Turned out, Longecker had been absolutely fascinated with dead bodies, and in the most gruesome sense, which I shall not here describe. He developed that appetite after killing one of his "whinier" patients.
And Mulder zeroed right in on Longecker's motive. He took in all the facts, applied his incredibly deep understanding of serial murder and figured out exactly what questions he needed to ask to get under Longecker's evil hide and make him confess.
In other words, no matter how many years he's spent chasing aliens, exorcising ghosts and battling global conspiracies, Fox William Mulder is still the best criminal personality profiler alive and I am a fool not to remember that.
After we got done with Longecker and turned him over to the local authorities, we went back to the hotel, where Daniel was sunning himself by the pool. I made him come inside the room, because I knew what was going to happen when Mulder told him that it was his observation that had led us to the UNSUB.
I was right.
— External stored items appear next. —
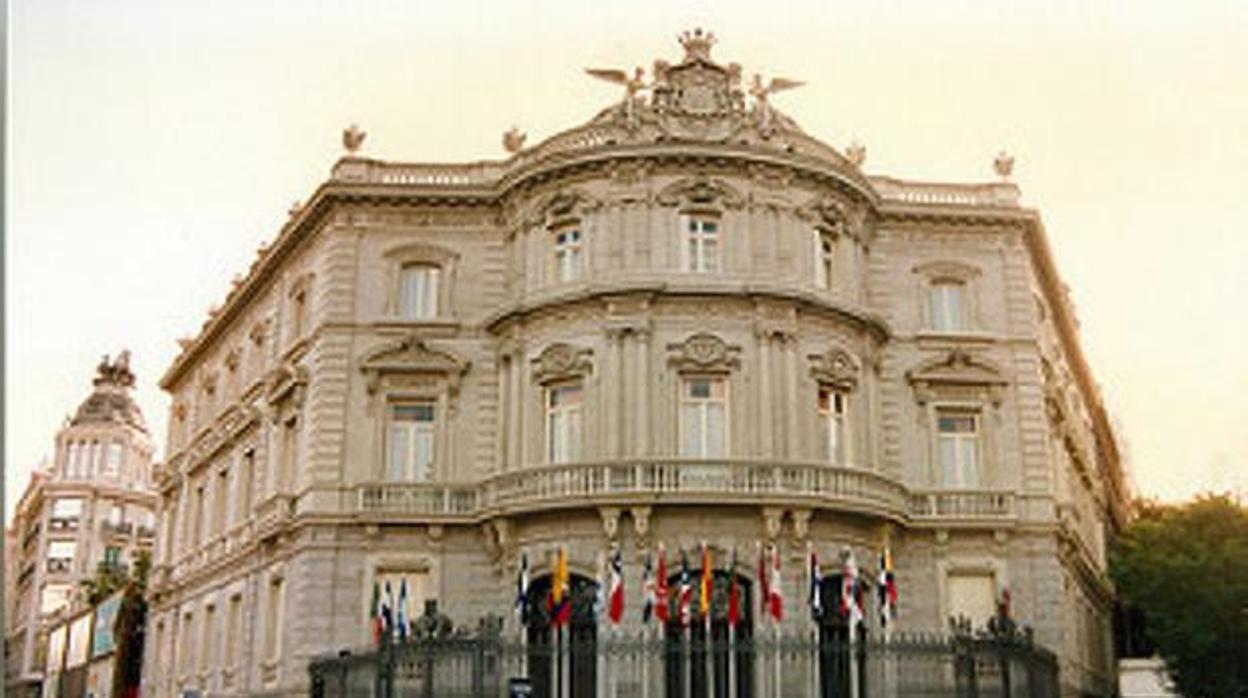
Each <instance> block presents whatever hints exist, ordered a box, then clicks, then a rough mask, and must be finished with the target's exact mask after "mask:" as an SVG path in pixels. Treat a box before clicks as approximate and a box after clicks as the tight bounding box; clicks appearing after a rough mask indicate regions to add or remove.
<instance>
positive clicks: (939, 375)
mask: <svg viewBox="0 0 1248 698" xmlns="http://www.w3.org/2000/svg"><path fill="white" fill-rule="evenodd" d="M906 378H909V381H910V385H912V386H914V387H915V393H916V395H917V396H919V401H920V402H926V401H929V400H931V398H934V397H967V398H973V400H987V401H990V402H992V403H993V405H1000V403H1001V397H1002V388H1003V387H1005V386H1006V385H1007V382H1008V381H1006V380H1005V375H1003V373H1002V372H1001V370H1000V368H997V367H996V365H993V363H992V362H990V361H987V360H985V358H981V357H977V356H975V355H972V353H970V352H967V351H965V350H960V348H955V350H952V351H950V352H948V353H947V355H945V356H940V357H936V358H931V360H929V361H925V362H922V363H920V365H919V366H917V367H916V368H914V370H911V371H910V372H909V373H906Z"/></svg>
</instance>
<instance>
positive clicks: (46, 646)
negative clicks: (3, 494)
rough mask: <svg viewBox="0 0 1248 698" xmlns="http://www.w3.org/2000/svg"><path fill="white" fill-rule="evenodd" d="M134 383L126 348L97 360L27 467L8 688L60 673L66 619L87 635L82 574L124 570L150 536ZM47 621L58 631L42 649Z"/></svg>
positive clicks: (10, 590) (151, 530) (12, 529)
mask: <svg viewBox="0 0 1248 698" xmlns="http://www.w3.org/2000/svg"><path fill="white" fill-rule="evenodd" d="M134 385H135V376H134V373H132V372H131V370H130V355H129V352H121V355H119V356H117V358H116V360H115V361H110V360H109V357H105V358H104V361H101V362H100V365H99V367H97V370H96V376H95V380H94V381H92V390H91V393H90V395H89V396H87V398H86V400H85V401H82V403H81V405H80V406H79V408H77V411H76V412H75V413H74V416H72V417H69V418H67V420H66V423H65V426H64V427H62V428H61V430H60V431H59V432H57V433H56V446H55V457H54V458H52V461H51V462H50V463H46V465H44V466H42V467H40V468H39V469H36V471H35V472H34V473H32V476H31V479H30V483H29V484H27V486H26V489H25V491H24V493H22V497H21V499H20V501H19V503H17V507H16V509H15V512H14V517H12V522H11V524H10V528H9V532H7V533H9V536H11V537H12V539H14V547H15V554H14V556H12V564H11V567H10V566H9V564H6V573H7V574H10V576H9V577H6V592H7V593H11V606H10V607H9V612H10V613H9V617H7V619H9V627H7V628H6V634H5V646H6V667H5V686H6V688H7V691H10V692H12V693H11V694H14V696H39V694H41V692H42V691H44V679H45V678H46V677H47V676H50V674H59V673H61V671H62V669H64V668H65V667H64V666H62V661H64V657H65V652H64V651H65V643H64V642H62V641H64V638H65V637H69V636H67V634H66V631H65V629H66V627H69V626H70V624H71V623H70V621H71V619H79V618H86V619H87V623H86V628H87V629H85V631H84V629H80V631H77V634H79V636H80V637H81V638H82V639H81V641H80V642H81V643H89V639H87V638H86V637H85V634H84V633H86V632H89V629H90V613H86V611H87V604H86V597H85V593H84V582H87V581H90V579H94V578H96V577H97V576H99V574H100V573H101V572H105V573H114V574H117V576H122V577H124V576H126V574H127V572H129V566H130V563H131V561H132V559H134V558H135V554H136V553H137V552H139V551H151V548H152V546H154V543H155V539H156V498H157V497H156V493H155V492H154V491H152V482H151V461H152V443H151V437H150V435H149V432H147V426H146V423H145V421H144V416H142V412H141V411H140V410H139V406H137V405H136V403H135V401H134V396H132V390H134ZM79 624H81V622H79ZM55 628H59V629H60V632H61V636H64V637H62V638H61V642H57V641H55V639H52V641H51V644H52V646H54V647H52V648H51V651H50V647H49V644H50V638H51V634H52V633H54V632H56V631H55ZM85 647H86V644H84V648H85ZM57 659H60V661H61V662H57Z"/></svg>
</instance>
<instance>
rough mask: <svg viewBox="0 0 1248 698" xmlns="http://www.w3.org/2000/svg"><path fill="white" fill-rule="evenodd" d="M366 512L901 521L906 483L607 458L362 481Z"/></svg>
mask: <svg viewBox="0 0 1248 698" xmlns="http://www.w3.org/2000/svg"><path fill="white" fill-rule="evenodd" d="M357 496H358V499H357V507H358V511H359V512H361V513H362V514H366V516H381V517H388V516H399V517H404V516H408V517H418V518H423V517H428V518H439V519H472V518H475V517H478V516H498V514H510V513H518V512H524V511H540V509H553V508H569V507H584V506H598V504H613V503H615V504H620V503H639V504H650V503H673V504H797V506H809V507H826V508H839V509H846V511H856V512H860V513H866V514H875V516H882V517H885V518H892V519H901V518H904V517H905V513H906V501H907V499H906V497H907V493H906V491H905V488H904V487H902V486H901V484H900V483H899V482H895V481H894V479H891V478H889V477H885V476H882V474H880V473H876V472H872V471H866V469H859V468H852V467H839V466H829V465H826V463H811V462H776V461H751V460H719V461H686V460H665V461H650V460H644V461H610V462H602V463H567V465H554V466H540V467H532V468H524V469H517V471H509V472H504V473H500V474H497V476H494V477H490V478H488V479H485V481H483V482H482V483H480V484H477V486H473V484H436V483H406V482H392V483H367V484H361V486H358V487H357Z"/></svg>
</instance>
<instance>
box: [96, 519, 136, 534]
mask: <svg viewBox="0 0 1248 698" xmlns="http://www.w3.org/2000/svg"><path fill="white" fill-rule="evenodd" d="M100 531H101V532H102V533H104V534H105V536H130V534H131V533H134V531H135V524H134V523H131V522H129V521H105V522H104V523H102V524H101V526H100Z"/></svg>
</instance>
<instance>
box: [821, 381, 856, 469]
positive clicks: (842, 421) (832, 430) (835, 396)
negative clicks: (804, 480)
mask: <svg viewBox="0 0 1248 698" xmlns="http://www.w3.org/2000/svg"><path fill="white" fill-rule="evenodd" d="M847 422H849V395H847V393H846V392H845V391H840V390H836V388H832V387H829V386H821V387H820V388H819V431H820V433H819V441H820V457H821V458H822V460H824V461H825V462H827V463H832V465H836V466H844V465H846V463H849V428H847Z"/></svg>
Daniel, usually so shy and reticent, was so excited that he threw his arms around Mulder and kissed him really hard, right there in front of me.
Mulder was just beaming, he was so proud of Daniel, and Daniel, for his part, seemed absolutely overwhelmed by how quickly Mulder had taken that one clue and broken the case wide open.
When I told Daniel how perfectly Mulder had handled the interrogation, I thought he might just burst with pride, and Mulder was smiling in a way I'd seldom seen him smile before, almost bashfully.
They were both so happy, and so pleased with each other.
I started to leave, discreetly, but they wouldn't hear of it.
"We're going out," Daniel announced. "We've got some celebrating to do. And I know just the place."